Spend a few minutes over the phone with Merrigan, now in her 70s, and you’ll quickly recognize the spunk and character that drove her letter to Grant. She laughed at hearing that her letter remained in the coach’s office, and in hearing her words read back to her over the phone, she claimed surprise at not including more specific critique of Tommy Kramer.
“I didn’t talk about his dancing feet?” She questioned. “I’m surprised, because that’s what always irritated me about him. It’s like, ‘Geez – drop back, count three and throw.’ ”
Merrigan fondly recalled her school-teaching days in Wisconsin and in Lincoln, Nebraska. While most teachers would look on from the safety of the sidewalk during recess football games, Merrigan regularly joined in the rowdiness – and occasionally paid the price.
“I dislocated my left shoulder in Lincoln playing football with my [students],” Merrigan said. “That was really something – I guess our game of touch degenerated into tackle.”
Following four years in Nebraska, Merrigan relocated to Shorewood, Wisconsin, where she taught sixth grade.
As if Ward’s proverbial ties to Grant weren’t unique enough, her journey to Vikings fandom was also an unlikely one.
Never having lived in Minnesota, Ward remembered a poster that hung on the wall of her childhood bedroom in Maryland.
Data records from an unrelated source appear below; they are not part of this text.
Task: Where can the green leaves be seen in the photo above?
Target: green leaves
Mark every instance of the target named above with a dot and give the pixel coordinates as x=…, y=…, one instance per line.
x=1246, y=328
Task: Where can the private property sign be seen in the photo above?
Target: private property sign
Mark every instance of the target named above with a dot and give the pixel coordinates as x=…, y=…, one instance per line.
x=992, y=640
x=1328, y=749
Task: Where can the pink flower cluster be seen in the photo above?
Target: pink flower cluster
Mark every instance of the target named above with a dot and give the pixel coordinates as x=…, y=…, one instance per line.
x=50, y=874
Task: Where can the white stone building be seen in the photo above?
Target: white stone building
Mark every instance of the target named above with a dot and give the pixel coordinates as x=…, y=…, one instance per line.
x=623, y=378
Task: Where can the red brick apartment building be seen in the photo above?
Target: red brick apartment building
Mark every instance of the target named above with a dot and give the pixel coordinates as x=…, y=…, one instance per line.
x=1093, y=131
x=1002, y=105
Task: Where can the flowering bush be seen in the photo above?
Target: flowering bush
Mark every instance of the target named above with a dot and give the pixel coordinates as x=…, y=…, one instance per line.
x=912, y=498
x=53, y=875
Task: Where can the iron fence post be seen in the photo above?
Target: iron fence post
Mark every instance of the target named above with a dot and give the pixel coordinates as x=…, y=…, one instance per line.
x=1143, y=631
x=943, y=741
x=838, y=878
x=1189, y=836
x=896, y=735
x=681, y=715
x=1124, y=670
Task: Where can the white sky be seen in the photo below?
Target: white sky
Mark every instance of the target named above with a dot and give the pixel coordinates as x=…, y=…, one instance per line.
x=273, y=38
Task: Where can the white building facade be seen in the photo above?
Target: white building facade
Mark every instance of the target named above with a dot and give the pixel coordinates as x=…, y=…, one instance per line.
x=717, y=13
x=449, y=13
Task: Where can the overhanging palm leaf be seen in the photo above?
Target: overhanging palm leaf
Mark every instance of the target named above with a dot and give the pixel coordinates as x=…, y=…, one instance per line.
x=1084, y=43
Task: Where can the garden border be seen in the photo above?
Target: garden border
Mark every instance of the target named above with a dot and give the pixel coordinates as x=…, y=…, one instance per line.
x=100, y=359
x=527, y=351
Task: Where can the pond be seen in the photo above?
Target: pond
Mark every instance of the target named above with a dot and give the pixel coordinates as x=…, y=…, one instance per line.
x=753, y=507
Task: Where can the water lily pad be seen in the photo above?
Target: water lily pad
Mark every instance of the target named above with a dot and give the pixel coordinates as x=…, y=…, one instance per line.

The poster depicted Tarkenton, who at the time played for the New York Giants after starting his career with the Vikings.
“He was kneeling in the end zone with blood running down his face,” Ward said. “That was my first connection [to the] Vikings.”
Tarkenton returned to Minnesota in 1972, but Ward really started rooting for the Purple and Gold when the Vikings drafted running back Chuck Foreman in 1973.
Ward and Foreman had been acquaintances as youth in Frederick, Maryland, where Ward was a member of the local AAU track and field club and Foreman was a member of the football team.
“Chuck Foreman played football, and our sprinter had the world record in the 100,” Ward said. “He used to try to come out and try to beat her, but he never could.”
She followed Foreman’s football career through the University of Miami and on to the pros. When he joined Tarkenton in Minnesota, Ward’s allegiances were set in stone. She quickly came to admire Grant, as well, and respected his coaching philosophy that closely resembled her own.
"He never pulled any punches," Ward said. "He was a very fair man. If you were good, he told you that; if you stunk, he told you that."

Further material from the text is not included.